Faisant remarquer que le rôle du président polonais est assez limité et
qu’il est largement consacré à la politique étrangère, le quotidien de
droite Le Figaro a fait part de son espoir que la mort de Kaczynski
ne va pas « ouvrir la voie à une crise politique. »
Néanmoins, une célébration commune du massacre de Katyn laisse penser que
c'est le signe d'une amélioration des relations entre la Russie et la
Pologne. La bureaucratie stalinienne a continué à nier toute responsabilité
dans le massacre de Katyn jusqu’en 1990, l’année précédant la chute de
l’Union Soviétique, tout en faisant porter la responsabilité sur les Nazis.
Ceci a causé un ressentiment durable entre les deux pays.

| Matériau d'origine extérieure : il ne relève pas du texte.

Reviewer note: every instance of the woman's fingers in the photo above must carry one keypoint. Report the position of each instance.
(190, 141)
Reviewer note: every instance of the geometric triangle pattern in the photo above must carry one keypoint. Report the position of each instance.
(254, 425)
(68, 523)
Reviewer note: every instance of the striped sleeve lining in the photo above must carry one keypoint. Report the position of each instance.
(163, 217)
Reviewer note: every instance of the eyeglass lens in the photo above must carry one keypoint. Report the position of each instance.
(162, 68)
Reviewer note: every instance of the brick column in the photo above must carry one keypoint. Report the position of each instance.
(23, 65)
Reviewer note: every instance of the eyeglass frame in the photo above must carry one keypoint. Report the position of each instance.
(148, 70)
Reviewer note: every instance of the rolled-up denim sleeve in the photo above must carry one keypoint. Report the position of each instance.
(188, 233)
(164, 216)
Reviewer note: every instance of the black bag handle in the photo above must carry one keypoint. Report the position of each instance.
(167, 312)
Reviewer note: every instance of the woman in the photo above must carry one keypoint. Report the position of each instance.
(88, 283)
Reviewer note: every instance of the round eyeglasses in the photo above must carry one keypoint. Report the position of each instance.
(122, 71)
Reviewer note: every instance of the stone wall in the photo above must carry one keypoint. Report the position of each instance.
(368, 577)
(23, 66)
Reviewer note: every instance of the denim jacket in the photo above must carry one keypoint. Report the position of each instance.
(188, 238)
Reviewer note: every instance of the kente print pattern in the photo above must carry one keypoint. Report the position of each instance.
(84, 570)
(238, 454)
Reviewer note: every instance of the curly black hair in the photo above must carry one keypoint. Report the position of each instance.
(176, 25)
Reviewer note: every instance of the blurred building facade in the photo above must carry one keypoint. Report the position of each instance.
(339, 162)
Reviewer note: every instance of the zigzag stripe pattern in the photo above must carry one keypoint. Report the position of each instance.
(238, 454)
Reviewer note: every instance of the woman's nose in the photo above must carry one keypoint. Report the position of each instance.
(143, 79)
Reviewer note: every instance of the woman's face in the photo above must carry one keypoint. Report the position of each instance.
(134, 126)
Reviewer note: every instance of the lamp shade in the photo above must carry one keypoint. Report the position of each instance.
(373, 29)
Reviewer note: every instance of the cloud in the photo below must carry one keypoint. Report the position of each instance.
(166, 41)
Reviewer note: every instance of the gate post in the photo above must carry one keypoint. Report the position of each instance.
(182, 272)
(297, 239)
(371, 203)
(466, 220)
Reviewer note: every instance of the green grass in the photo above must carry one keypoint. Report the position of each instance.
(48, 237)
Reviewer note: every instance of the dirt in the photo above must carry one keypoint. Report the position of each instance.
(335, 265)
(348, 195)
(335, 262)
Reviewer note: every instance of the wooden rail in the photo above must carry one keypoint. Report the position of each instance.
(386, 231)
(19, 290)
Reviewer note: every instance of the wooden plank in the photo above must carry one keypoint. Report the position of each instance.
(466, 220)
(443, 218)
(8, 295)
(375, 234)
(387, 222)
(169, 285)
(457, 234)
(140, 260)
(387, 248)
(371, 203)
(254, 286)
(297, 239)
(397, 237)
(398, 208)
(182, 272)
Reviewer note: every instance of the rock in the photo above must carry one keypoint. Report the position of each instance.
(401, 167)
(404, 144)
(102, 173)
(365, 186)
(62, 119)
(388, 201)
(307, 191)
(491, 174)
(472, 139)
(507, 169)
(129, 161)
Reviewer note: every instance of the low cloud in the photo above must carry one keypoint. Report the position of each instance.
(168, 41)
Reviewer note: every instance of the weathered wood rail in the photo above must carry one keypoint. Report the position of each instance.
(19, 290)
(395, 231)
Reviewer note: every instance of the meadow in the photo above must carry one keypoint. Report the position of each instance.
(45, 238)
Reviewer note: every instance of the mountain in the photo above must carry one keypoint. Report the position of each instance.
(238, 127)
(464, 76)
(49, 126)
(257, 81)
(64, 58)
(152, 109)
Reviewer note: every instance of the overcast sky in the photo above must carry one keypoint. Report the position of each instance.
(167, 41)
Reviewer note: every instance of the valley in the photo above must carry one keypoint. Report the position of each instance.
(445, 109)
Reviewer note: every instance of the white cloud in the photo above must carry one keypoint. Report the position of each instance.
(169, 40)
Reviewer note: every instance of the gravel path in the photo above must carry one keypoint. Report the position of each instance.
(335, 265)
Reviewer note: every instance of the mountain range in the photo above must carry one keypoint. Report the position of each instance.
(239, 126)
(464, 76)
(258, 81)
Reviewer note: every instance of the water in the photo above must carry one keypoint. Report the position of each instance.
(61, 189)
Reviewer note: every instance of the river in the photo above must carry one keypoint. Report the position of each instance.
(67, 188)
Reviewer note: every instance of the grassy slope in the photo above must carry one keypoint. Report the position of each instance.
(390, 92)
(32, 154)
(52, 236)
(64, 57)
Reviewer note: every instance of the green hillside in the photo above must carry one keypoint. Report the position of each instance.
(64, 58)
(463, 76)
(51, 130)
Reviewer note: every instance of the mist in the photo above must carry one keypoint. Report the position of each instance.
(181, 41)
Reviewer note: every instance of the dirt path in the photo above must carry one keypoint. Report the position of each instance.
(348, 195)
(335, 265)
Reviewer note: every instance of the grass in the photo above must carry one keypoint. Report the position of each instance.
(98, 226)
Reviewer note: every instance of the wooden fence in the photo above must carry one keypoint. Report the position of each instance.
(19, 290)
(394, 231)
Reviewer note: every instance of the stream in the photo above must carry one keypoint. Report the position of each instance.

Certaines sources journalistiques ont laissé entendre que les réactions
de Poutine et de Medvedev à la suite de l’accident pourraient gagner les
faveurs des Polonais. L’ancien ministre des Affaires étrangères polonais,
Adam Rotfeld , a déclaré : « La réaction des dirigeants et des
citoyens russes montrent qu’il y a eu un changement réel. Il est possible de
résoudre certains différents en surfant sur la vague du sentiment de
sympathie envers les Polonais. Ceci peut se révéler être une avancée
capitale. »
Cependant, une telle avancée pourrait rencontrer de fermes obstacles,
notablement les risques constitués par les ex-staliniens présents dans les
gouvernements polonais et russes qui ne souhaitent pas attirer l’attention
du public sur certains crimes staliniens.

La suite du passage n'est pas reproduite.